I have three lines of a song from a CD running through my head: three lines of Joan Baez' The Lily of the West, to be precise. Although she swore my life away, deprived me of my rest, still I love my lovely Flora, The Lily of the West. It is driving me nuts that I can't block it or distract myself away from it. This is actually a fairly respectable sonic haunting. At least, I know where it came from. JG was playing Joan Baez on Saturday, for most of the dinner hour and early evening. Yeah, I know that it's Tuesday today. I'm not sure how long it's been ticking away back there. It could go on for days, too.
Listening to something else doesn't always help. Damn it!
I also do back of the mind counting. If I count in my head to keep track of something, especially the 'one thousand and one' cadence, sometimes my mind will keep on going after I consciously stop.

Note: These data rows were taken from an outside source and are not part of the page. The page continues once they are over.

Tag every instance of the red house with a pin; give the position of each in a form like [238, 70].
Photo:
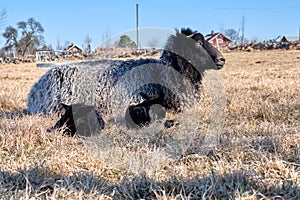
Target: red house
[218, 40]
[72, 49]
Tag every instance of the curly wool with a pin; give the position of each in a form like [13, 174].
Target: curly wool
[111, 85]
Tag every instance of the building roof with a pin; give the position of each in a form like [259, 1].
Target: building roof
[71, 46]
[212, 35]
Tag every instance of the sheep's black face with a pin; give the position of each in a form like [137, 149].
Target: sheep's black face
[139, 115]
[216, 55]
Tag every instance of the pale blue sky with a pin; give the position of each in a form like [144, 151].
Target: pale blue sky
[67, 20]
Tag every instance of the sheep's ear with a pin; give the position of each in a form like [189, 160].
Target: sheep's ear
[144, 95]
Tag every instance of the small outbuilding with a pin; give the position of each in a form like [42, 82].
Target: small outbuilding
[290, 39]
[218, 40]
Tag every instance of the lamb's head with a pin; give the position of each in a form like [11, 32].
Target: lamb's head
[192, 47]
[211, 50]
[79, 119]
[139, 115]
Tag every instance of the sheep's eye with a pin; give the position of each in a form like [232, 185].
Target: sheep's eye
[199, 43]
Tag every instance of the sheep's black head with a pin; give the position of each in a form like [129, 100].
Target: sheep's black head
[216, 56]
[139, 115]
[79, 119]
[188, 52]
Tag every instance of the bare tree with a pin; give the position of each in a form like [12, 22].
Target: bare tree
[2, 18]
[106, 38]
[58, 45]
[153, 43]
[67, 43]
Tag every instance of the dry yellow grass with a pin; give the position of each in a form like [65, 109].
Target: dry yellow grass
[258, 156]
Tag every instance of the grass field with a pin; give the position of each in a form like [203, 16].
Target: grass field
[258, 156]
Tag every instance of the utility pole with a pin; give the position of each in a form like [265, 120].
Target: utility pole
[299, 35]
[243, 30]
[137, 26]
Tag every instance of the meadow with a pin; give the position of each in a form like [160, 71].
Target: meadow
[257, 155]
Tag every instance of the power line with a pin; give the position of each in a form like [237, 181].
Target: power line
[219, 8]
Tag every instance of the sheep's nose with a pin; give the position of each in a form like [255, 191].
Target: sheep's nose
[220, 62]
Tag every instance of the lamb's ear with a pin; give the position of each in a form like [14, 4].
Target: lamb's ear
[65, 106]
[144, 95]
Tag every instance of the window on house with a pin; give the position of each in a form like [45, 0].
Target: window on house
[220, 40]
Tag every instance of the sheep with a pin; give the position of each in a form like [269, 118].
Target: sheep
[111, 84]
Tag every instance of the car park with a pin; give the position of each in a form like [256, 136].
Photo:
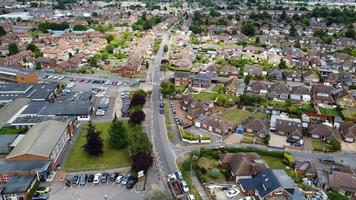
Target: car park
[184, 186]
[38, 196]
[42, 190]
[90, 178]
[97, 178]
[104, 177]
[232, 193]
[113, 176]
[83, 179]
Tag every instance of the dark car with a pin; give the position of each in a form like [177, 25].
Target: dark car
[104, 177]
[131, 182]
[75, 180]
[326, 159]
[90, 178]
[83, 179]
[114, 176]
[38, 196]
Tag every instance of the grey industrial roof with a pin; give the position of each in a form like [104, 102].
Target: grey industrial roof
[39, 91]
[9, 110]
[8, 139]
[14, 70]
[24, 166]
[19, 184]
[40, 139]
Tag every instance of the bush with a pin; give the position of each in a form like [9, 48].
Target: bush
[214, 173]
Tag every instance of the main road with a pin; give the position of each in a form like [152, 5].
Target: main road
[163, 148]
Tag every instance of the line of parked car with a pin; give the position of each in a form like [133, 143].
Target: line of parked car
[128, 181]
[125, 98]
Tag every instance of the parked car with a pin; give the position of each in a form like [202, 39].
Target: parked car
[90, 178]
[83, 179]
[75, 180]
[104, 177]
[97, 178]
[38, 196]
[232, 193]
[125, 179]
[42, 190]
[184, 186]
[119, 179]
[114, 176]
[191, 197]
[132, 181]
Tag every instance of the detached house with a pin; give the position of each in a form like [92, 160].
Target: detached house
[242, 165]
[322, 94]
[348, 131]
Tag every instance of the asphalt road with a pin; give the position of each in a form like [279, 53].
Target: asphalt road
[162, 146]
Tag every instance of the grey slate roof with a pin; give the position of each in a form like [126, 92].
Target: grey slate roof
[18, 184]
[40, 139]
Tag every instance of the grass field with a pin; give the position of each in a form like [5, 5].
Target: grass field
[236, 116]
[349, 113]
[205, 96]
[111, 158]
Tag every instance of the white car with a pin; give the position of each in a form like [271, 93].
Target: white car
[100, 112]
[184, 186]
[232, 193]
[97, 178]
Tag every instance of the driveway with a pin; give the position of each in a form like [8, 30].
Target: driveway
[94, 192]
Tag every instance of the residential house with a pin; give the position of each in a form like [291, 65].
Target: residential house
[44, 141]
[306, 169]
[254, 70]
[214, 124]
[182, 78]
[293, 76]
[278, 90]
[259, 88]
[322, 131]
[201, 81]
[271, 184]
[242, 165]
[348, 131]
[322, 94]
[257, 126]
[345, 99]
[300, 93]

Hours later I will find myself *still* counting in the same sequence -- 'three thousand, two hundred and ............' ahk!

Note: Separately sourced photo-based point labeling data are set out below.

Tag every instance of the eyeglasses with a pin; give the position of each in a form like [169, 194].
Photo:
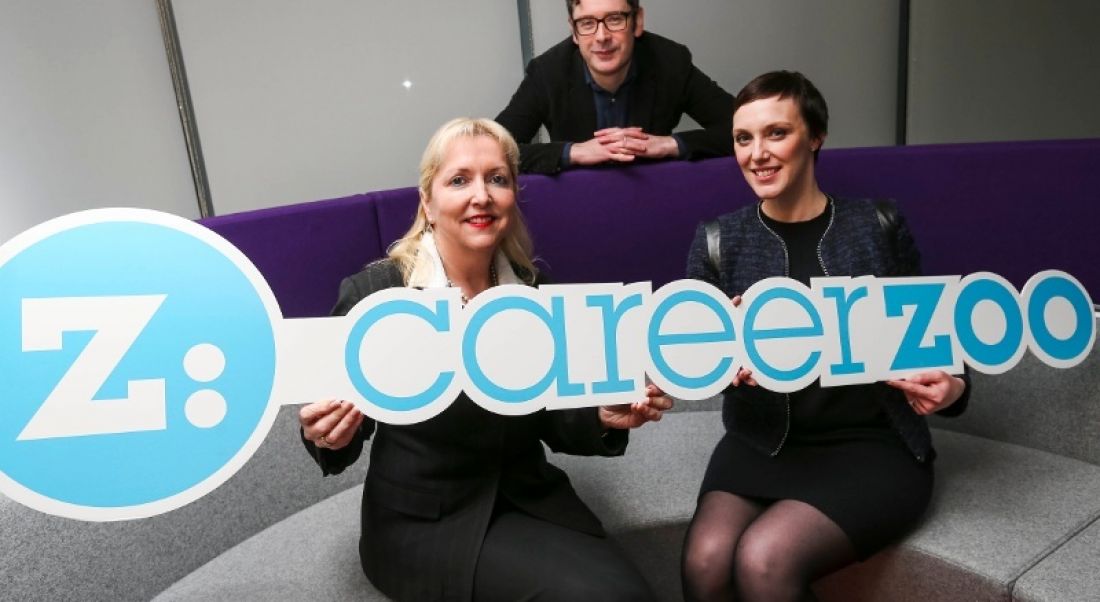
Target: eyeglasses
[587, 25]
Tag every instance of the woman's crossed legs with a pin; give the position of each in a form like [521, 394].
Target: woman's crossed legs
[738, 548]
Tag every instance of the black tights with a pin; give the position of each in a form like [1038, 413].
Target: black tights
[741, 549]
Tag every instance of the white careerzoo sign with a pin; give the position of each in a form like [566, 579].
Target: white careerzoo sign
[143, 358]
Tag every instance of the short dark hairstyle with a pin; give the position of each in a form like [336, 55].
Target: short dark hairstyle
[796, 87]
[570, 4]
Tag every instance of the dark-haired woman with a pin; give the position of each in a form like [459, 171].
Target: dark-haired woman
[805, 483]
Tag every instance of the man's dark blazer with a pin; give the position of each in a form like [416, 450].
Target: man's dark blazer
[431, 486]
[668, 85]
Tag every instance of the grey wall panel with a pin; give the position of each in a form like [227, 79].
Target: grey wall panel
[297, 101]
[847, 47]
[88, 112]
[1003, 69]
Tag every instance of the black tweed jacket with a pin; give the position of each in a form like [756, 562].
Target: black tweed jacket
[854, 244]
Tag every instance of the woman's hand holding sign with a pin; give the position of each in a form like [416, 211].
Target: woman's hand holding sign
[930, 392]
[329, 424]
[744, 375]
[634, 415]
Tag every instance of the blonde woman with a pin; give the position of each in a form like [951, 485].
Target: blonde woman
[465, 505]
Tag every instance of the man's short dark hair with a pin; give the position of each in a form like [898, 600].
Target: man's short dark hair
[570, 4]
[796, 87]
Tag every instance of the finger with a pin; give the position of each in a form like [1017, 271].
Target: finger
[326, 424]
[343, 438]
[661, 402]
[653, 391]
[342, 428]
[310, 413]
[912, 389]
[646, 412]
[926, 378]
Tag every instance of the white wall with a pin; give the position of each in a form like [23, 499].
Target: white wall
[87, 112]
[1003, 69]
[298, 100]
[848, 48]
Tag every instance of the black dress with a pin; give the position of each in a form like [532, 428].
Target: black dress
[840, 455]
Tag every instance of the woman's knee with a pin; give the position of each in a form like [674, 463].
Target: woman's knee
[761, 560]
[706, 556]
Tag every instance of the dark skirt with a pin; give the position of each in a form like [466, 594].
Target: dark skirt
[868, 483]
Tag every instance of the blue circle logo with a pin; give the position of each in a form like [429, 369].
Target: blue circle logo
[136, 363]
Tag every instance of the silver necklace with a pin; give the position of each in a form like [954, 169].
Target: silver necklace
[462, 294]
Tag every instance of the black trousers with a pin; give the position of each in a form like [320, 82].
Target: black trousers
[527, 558]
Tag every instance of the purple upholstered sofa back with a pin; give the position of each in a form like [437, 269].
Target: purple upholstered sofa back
[1011, 208]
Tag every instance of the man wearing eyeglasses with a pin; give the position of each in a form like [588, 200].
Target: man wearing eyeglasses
[612, 94]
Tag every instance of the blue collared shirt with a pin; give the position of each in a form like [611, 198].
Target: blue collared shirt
[613, 109]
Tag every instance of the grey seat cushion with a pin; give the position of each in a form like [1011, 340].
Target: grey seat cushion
[311, 555]
[998, 509]
[1070, 573]
[645, 497]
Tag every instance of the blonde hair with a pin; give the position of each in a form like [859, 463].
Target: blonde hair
[517, 241]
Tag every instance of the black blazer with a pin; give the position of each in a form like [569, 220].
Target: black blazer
[668, 85]
[431, 486]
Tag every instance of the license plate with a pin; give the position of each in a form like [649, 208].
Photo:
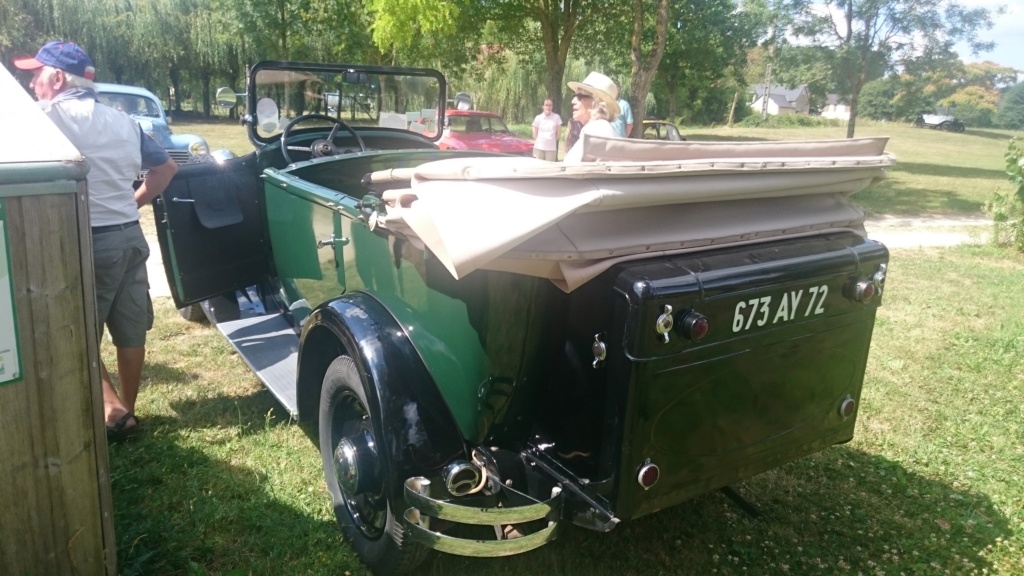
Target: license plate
[779, 309]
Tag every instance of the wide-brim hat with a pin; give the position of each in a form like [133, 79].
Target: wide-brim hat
[602, 88]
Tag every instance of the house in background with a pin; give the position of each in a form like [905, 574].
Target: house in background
[781, 99]
[836, 108]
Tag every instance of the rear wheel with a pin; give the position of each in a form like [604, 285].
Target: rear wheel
[193, 313]
[356, 467]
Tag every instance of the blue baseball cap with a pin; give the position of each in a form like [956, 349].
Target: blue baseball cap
[68, 56]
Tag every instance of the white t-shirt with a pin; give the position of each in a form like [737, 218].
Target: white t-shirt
[110, 141]
[595, 127]
[547, 131]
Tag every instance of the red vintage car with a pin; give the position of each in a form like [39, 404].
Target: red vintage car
[474, 129]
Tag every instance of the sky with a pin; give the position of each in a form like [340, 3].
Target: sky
[1008, 35]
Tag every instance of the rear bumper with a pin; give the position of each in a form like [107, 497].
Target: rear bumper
[520, 523]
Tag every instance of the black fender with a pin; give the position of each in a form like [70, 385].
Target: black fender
[419, 430]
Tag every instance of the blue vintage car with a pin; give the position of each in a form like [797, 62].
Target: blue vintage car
[491, 345]
[144, 107]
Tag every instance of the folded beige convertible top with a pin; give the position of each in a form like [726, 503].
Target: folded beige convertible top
[569, 222]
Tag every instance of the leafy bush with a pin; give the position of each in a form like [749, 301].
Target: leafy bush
[877, 99]
[1008, 210]
[787, 121]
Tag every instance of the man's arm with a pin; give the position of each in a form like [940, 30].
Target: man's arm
[156, 182]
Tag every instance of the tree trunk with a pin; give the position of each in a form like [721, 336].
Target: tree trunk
[642, 74]
[557, 35]
[206, 79]
[175, 75]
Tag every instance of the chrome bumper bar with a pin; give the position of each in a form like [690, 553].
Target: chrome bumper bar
[508, 540]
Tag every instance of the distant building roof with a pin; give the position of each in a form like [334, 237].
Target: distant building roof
[834, 99]
[791, 94]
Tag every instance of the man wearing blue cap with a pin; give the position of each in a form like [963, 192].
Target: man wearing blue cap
[116, 150]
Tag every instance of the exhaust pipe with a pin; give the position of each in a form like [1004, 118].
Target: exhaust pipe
[462, 478]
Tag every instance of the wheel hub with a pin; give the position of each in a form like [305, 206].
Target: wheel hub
[354, 462]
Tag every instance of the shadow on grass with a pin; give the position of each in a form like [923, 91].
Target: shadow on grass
[887, 199]
[842, 509]
[706, 137]
[177, 510]
[991, 135]
[944, 170]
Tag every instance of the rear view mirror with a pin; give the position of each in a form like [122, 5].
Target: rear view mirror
[354, 78]
[226, 97]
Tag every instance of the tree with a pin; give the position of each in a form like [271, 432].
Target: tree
[877, 99]
[645, 53]
[704, 60]
[889, 34]
[1012, 108]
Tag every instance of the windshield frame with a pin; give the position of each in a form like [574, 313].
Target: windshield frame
[299, 70]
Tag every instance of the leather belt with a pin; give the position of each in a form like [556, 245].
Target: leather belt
[114, 228]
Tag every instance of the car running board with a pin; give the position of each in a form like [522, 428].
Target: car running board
[270, 346]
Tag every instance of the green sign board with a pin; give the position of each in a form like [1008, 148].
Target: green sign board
[10, 368]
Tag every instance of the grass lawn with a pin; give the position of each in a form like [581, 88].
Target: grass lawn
[222, 483]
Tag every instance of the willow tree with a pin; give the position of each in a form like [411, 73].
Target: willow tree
[645, 53]
[105, 29]
[889, 34]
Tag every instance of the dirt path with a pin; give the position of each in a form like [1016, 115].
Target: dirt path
[919, 232]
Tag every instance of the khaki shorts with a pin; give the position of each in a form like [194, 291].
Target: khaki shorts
[123, 303]
[549, 155]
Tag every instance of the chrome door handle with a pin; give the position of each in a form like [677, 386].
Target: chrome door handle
[340, 241]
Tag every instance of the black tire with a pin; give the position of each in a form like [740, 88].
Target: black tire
[193, 313]
[361, 506]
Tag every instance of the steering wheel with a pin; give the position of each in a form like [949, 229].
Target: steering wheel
[322, 147]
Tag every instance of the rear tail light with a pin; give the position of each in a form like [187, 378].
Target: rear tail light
[647, 475]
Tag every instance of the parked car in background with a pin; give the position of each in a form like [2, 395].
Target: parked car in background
[940, 121]
[144, 107]
[493, 347]
[474, 129]
[660, 130]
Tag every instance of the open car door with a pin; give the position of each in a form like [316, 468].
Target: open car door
[212, 232]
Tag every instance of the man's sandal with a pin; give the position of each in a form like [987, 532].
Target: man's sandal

Very disconcerting to have your, what, subconscious, doing its own thing.
There's a really fascinating book about how this works for poets called 'The Road to Xanadu' by John Livingston Lowes, I believe. And if you Google the title alone, there's a neat article here about web writing.
One of the things that has reconciled me to growing old is the fact that my associative memory has improved while a lot of the rest was going to hell in a handbasket. I'm pretty darn good at crossword puzzles and I wasn't when I was younger. And my passive vocab. is huge. Now if dear old Joanie would just quit singing inside my ears.